Et quel dessin !  Soutenu par la musique affolante et géniale de Max Richter, le trait est acéré, précis, déroutant de vérité. Les visages, les regards, en constante mobilité ; les mouvements des corps traqués, inquiets, comme pris au piège ; le mimétisme absolu entre Ari Folman et son effigie de papier : autant de pistes qui rendent tangible, presque palpable,

L’atmosphère qui régit autrefois leur folle et dangereuse équipée nocturne.
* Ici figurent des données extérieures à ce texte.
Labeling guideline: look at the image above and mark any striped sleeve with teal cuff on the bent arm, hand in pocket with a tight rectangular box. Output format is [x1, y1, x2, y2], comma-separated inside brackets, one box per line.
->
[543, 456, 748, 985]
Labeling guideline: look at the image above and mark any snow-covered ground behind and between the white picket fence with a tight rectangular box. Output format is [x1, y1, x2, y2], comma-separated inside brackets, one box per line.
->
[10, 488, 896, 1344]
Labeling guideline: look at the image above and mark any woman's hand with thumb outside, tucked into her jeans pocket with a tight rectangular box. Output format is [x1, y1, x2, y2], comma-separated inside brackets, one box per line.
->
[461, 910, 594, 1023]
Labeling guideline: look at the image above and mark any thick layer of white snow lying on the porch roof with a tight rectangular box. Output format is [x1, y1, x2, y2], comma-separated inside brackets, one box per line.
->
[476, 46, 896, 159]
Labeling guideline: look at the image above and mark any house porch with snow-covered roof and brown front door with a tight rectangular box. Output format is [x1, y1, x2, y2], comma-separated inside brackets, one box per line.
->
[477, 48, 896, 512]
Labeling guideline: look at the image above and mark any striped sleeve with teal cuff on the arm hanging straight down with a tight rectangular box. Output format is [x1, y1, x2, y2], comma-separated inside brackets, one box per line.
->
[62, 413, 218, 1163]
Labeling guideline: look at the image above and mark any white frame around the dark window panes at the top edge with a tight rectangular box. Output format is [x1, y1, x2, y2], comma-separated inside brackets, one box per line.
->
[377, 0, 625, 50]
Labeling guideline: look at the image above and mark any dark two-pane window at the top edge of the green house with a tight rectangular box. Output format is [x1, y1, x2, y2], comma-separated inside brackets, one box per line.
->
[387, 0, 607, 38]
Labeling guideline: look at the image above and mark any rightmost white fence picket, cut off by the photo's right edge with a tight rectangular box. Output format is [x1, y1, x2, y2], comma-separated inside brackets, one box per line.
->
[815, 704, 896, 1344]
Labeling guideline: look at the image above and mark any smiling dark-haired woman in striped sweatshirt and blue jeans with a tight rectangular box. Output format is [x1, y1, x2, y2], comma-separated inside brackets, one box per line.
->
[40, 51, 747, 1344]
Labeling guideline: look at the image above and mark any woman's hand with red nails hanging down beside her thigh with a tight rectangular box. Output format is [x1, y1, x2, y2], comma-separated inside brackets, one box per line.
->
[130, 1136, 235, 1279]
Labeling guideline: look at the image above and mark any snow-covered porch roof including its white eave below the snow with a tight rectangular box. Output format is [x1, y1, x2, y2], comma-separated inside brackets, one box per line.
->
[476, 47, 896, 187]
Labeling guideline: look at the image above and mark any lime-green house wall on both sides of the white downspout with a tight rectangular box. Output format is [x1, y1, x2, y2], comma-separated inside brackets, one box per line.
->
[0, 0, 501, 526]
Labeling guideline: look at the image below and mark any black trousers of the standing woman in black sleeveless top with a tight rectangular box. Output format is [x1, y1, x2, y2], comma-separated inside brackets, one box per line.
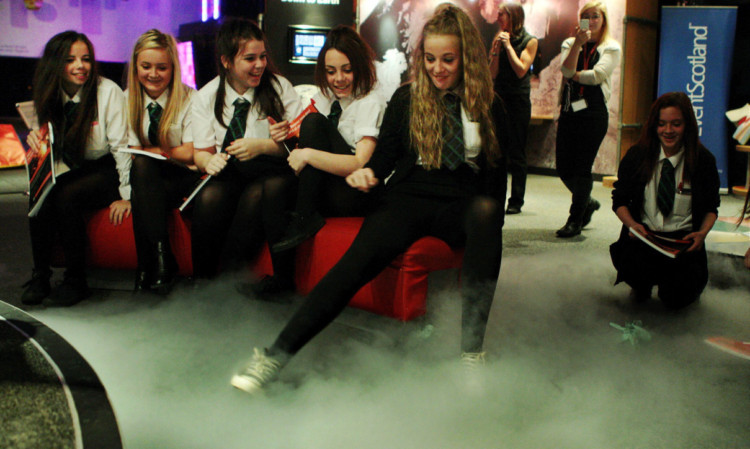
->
[503, 95, 531, 207]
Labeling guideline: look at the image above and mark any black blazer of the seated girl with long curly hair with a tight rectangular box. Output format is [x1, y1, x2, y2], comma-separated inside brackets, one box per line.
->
[365, 84, 508, 203]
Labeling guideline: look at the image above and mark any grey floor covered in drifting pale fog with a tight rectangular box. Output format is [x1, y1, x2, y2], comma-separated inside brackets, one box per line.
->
[0, 175, 750, 449]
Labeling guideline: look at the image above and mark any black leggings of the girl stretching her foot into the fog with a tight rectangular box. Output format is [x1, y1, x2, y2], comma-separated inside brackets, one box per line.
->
[269, 188, 504, 355]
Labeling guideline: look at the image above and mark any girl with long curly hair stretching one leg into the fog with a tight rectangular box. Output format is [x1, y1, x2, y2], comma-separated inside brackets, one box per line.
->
[231, 4, 505, 393]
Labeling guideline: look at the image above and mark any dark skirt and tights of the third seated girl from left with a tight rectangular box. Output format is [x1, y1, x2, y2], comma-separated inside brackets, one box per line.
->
[191, 156, 296, 278]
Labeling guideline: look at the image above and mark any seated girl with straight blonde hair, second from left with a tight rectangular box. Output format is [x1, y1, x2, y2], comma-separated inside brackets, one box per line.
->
[127, 30, 200, 294]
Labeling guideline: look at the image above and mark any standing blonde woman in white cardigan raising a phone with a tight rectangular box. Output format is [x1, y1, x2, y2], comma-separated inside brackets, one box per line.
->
[555, 0, 621, 238]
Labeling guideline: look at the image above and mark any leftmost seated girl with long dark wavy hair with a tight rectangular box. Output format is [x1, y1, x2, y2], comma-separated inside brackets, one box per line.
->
[21, 31, 130, 305]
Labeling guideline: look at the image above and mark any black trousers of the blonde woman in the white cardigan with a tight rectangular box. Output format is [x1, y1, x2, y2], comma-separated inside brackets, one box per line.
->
[555, 109, 609, 222]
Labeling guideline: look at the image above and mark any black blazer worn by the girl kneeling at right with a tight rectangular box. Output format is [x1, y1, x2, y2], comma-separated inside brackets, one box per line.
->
[612, 145, 720, 235]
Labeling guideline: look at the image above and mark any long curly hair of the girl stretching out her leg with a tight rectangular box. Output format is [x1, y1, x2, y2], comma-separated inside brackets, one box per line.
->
[409, 3, 500, 169]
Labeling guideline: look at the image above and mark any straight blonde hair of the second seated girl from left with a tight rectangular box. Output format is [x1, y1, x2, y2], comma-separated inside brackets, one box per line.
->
[128, 29, 190, 148]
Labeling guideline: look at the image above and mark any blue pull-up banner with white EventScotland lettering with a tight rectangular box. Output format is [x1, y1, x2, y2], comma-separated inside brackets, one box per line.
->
[658, 6, 737, 190]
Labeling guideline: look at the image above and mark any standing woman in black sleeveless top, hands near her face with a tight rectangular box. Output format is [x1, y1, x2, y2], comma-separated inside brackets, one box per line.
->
[490, 3, 539, 214]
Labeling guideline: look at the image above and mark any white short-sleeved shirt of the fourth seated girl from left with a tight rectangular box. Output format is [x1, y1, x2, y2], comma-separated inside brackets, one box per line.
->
[313, 90, 385, 153]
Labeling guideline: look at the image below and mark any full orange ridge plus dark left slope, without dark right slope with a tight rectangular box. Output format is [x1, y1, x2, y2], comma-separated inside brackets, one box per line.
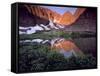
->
[19, 5, 85, 26]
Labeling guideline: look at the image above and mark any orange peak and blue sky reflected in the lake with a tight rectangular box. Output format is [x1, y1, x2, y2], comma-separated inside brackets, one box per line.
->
[51, 39, 83, 57]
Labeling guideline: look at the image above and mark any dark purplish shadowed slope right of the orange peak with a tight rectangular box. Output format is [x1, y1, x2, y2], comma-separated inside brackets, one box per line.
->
[66, 7, 97, 32]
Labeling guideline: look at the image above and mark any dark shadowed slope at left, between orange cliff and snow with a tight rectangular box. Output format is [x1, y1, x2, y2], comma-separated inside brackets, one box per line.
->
[18, 5, 49, 27]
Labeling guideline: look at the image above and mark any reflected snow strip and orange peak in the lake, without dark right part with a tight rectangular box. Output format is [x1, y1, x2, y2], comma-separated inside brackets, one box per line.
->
[20, 38, 83, 57]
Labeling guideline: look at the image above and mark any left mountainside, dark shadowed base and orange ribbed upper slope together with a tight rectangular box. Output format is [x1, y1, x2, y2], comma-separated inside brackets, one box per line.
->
[18, 5, 60, 27]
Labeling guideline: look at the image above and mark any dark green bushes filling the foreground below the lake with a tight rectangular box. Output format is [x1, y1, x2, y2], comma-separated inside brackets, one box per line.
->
[19, 44, 96, 72]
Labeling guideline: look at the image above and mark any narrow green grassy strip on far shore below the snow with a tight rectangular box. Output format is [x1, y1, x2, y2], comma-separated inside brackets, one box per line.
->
[20, 30, 95, 40]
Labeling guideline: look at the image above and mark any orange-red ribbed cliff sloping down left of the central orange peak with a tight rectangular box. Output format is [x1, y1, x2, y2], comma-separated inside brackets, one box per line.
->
[24, 5, 61, 21]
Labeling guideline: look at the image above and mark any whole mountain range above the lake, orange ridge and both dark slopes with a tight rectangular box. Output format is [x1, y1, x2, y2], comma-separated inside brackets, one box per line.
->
[19, 5, 97, 32]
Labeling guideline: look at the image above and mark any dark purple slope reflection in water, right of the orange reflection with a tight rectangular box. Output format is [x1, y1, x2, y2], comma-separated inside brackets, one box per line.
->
[73, 37, 97, 57]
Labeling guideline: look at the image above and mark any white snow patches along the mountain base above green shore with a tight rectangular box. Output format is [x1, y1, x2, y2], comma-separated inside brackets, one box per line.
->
[19, 20, 64, 34]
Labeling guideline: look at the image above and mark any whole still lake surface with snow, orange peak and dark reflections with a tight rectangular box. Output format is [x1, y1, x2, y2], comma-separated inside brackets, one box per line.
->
[20, 37, 96, 57]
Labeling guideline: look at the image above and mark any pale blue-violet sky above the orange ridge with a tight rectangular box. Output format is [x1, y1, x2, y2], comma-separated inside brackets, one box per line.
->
[41, 6, 77, 15]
Aux cauchemars canins de l’ami Boaz Rein Buskila, hanté par ces molosses fous qui en veulent à sa peau, se superposent, au fur et à mesure que la mémoire lui revient, les hallucinations d’Ari, de plus douce facture : tandis que les membres du commando étaient, de fait, pétant de trouille à bord d’un sinistre bateau militaire, sombre et gris, pour cette mission secrète, Ari Folman y préfère l’illusion d’une somptueuse goélette, toutes voiles dehors, sur le pont de laquelle jaillit soudain une sirène, longue femme brune aux cheveux dénoués caressés par le vent, qui l’entraîne comme par magie dans les flots où, nageant joliment sur le dos, elle le dépose doucement entre ses cuisses, la tête tournée sur son ventre, que l’on devine chaleureux…  L’accueil rassurant d’un pubis féminin ; bel abri pour le chagrin à venir. Contre l’horreur, la beauté. Impressionnant.